60

I've discovered a memory leak in my Rails code - that is to say, I've found what code leaks but not why it leaks. I've reduced it down to a test case that doesn't require Rails:

require 'csspool'
require 'ruby-mass'

def report
    puts 'Memory ' + `ps ax -o pid,rss | grep -E "^[[:space:]]*#{$$}"`.strip.split.map(&:to_i)[1].to_s + 'KB'
    Mass.print
end

report

# note I do not store the return value here
CSSPool::CSS::Document.parse(File.new('/home/jason/big.css'))

ObjectSpace.garbage_collect
sleep 1

report

ruby-mass supposedly lets me see all the objects in memory. CSSPool is a CSS parser based on racc. /home/jason/big.css is a 1.5MB CSS file.

This outputs:

Memory 9264KB

==================================================
 Objects within [] namespace
==================================================
  String: 7261
  RubyVM::InstructionSequence: 1151
  Array: 562
  Class: 313
  Regexp: 181
  Proc: 111
  Encoding: 99
  Gem::StubSpecification: 66
  Gem::StubSpecification::StubLine: 60
  Gem::Version: 60
  Module: 31
  Hash: 29
  Gem::Requirement: 25
  RubyVM::Env: 11
  Gem::Specification: 8
  Float: 7
  Gem::Dependency: 7
  Range: 4
  Bignum: 3
  IO: 3
  Mutex: 3
  Time: 3
  Object: 2
  ARGF.class: 1
  Binding: 1
  Complex: 1
  Data: 1
  Gem::PathSupport: 1
  IOError: 1
  MatchData: 1
  Monitor: 1
  NoMemoryError: 1
  Process::Status: 1
  Random: 1
  RubyVM: 1
  SystemStackError: 1
  Thread: 1
  ThreadGroup: 1
  fatal: 1
==================================================

Memory 258860KB

==================================================
 Objects within [] namespace
==================================================
  String: 7456
  RubyVM::InstructionSequence: 1151
  Array: 564
  Class: 313
  Regexp: 181
  Proc: 113
  Encoding: 99
  Gem::StubSpecification: 66
  Gem::StubSpecification::StubLine: 60
  Gem::Version: 60
  Module: 31
  Hash: 30
  Gem::Requirement: 25
  RubyVM::Env: 13
  Gem::Specification: 8
  Float: 7
  Gem::Dependency: 7
  Range: 4
  Bignum: 3
  IO: 3
  Mutex: 3
  Time: 3
  Object: 2
  ARGF.class: 1
  Binding: 1
  Complex: 1
  Data: 1
  Gem::PathSupport: 1
  IOError: 1
  MatchData: 1
  Monitor: 1
  NoMemoryError: 1
  Process::Status: 1
  Random: 1
  RubyVM: 1
  SystemStackError: 1
  Thread: 1
  ThreadGroup: 1
  fatal: 1
==================================================

You can see the memory going way up. Some of the counters go up, but no objects specific to CSSPool are present. I used ruby-mass's "index" method to inspect the objects that have references like so:

Mass.index.each do |k,v|
    v.each do |id|
        refs = Mass.references(Mass[id])
        puts refs if !refs.empty?
    end
end

But again, this doesn't give me anything related to CSSPool, just gem info and such.
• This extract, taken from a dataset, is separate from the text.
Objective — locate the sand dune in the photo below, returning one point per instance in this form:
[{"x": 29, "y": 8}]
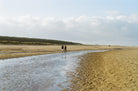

I've also tried outputting "GC.stat"...

puts GC.stat
CSSPool::CSS::Document.parse(File.new('/home/jason/big.css'))
ObjectSpace.garbage_collect
sleep 1
puts GC.stat

Result:

{:count=>4, :heap_used=>126, :heap_length=>138, :heap_increment=>12, :heap_live_num=>50924, :heap_free_num=>24595, :heap_final_num=>0, :total_allocated_object=>86030, :total_freed_object=>35106}
{:count=>16, :heap_used=>6039, :heap_length=>12933, :heap_increment=>3841, :heap_live_num=>13369, :heap_free_num=>2443302, :heap_final_num=>0, :total_allocated_object=>3771675, :total_freed_object=>3758306}

As I understand it, if an object is not referenced and garbage collection happens, then that object should be cleared from memory. But that doesn't seem to be what's happening here.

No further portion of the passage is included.